> I just don't see how any architect can ever be very good without a strong background in development.
I think the disconnect here is that the majority of architects I've worked with haven't been "good" in a technical sense from a "actually building software" perspective. I'm assuming this is true for a lot of folks here, based on people's responses in this thread.
The day to day of some of these roles has been:
* sit in meetings with high-up product managers and biz leaders
* come up with pretty diagrams of how to totally re-build (sorry, re-architect) the system. Often this is jargon-heavy - protobuf this, envoy that, circuit-breakers the other thing.
* talk engineering management into this plan
What's been meaningfully missing is the details of point A -> point B to achieve their plan. None of the jargon is necessarily wrong but it's not grounded in the reality of the current software systems at all.
This comes about when the technical VPs aren't hands-on with the system anymore either. If non-technical leadership is saying something like "improve uptime" and you go get hire an architect into the company and you'll get a lot of presentations about things the devs on the team may already know about but haven't been able to get prioritized, but it's still on the existing devs to actually build it.
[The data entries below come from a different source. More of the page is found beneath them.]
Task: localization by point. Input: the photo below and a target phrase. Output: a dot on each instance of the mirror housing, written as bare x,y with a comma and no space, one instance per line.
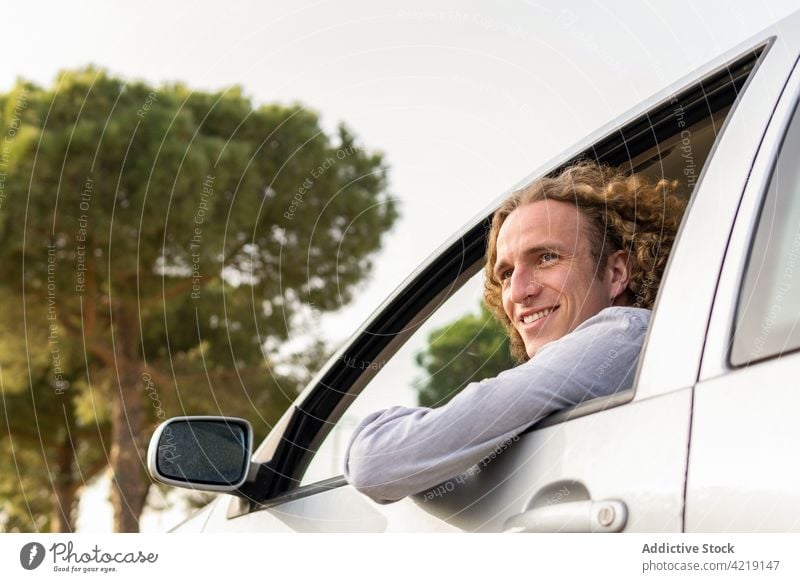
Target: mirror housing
209,453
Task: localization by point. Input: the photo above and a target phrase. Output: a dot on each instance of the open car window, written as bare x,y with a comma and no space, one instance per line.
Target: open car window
460,343
673,140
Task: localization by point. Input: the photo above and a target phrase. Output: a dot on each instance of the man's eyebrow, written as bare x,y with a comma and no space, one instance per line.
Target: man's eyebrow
540,248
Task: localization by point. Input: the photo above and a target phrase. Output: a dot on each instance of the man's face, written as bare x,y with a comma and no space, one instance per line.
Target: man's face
551,284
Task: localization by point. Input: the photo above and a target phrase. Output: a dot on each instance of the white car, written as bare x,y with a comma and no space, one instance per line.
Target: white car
702,442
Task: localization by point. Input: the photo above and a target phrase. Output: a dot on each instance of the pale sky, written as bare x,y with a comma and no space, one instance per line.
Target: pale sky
465,98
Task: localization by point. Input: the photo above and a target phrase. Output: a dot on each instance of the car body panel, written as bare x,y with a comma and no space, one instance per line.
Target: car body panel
637,451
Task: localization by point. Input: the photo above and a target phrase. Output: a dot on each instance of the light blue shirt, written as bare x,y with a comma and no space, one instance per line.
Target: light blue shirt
401,451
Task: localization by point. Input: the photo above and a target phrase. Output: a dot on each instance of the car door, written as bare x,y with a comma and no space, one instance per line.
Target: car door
743,474
611,464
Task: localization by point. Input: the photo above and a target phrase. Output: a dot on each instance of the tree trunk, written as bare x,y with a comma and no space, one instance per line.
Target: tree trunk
62,518
128,456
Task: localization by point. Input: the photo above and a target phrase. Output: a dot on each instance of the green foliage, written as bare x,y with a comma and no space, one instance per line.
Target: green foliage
166,240
470,349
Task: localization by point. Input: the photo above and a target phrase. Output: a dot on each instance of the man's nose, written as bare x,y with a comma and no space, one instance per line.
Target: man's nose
524,284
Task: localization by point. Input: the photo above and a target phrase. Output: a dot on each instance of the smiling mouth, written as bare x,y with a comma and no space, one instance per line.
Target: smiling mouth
539,315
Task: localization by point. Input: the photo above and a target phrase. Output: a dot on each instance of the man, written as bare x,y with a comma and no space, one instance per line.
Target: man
572,270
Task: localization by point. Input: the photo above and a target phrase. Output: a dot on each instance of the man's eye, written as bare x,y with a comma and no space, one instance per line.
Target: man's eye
549,257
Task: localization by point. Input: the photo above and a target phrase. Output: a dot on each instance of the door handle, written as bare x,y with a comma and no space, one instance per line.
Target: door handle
588,516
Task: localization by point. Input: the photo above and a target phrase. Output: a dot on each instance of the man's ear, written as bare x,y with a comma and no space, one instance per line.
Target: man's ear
618,271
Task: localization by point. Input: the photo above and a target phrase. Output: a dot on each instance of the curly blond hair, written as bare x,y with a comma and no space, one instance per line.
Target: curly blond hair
625,212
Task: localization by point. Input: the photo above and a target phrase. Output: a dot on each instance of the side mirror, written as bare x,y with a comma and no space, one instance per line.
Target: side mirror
210,453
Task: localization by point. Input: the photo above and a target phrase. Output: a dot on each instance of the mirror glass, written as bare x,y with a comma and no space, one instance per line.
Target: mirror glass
204,451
"Paying someone fancy to convince non-technical business leaders to let the devs build what's needed" isn't necessarily a bad decision from a CTO or SVP of Engineering, even! But the devs who have been saying the same shit this whole time only to now see the credit go to the higher-ups and the new architect, after getting the blame for the old status quo, don't exactly have a positive view of the architect's actual engineering competency.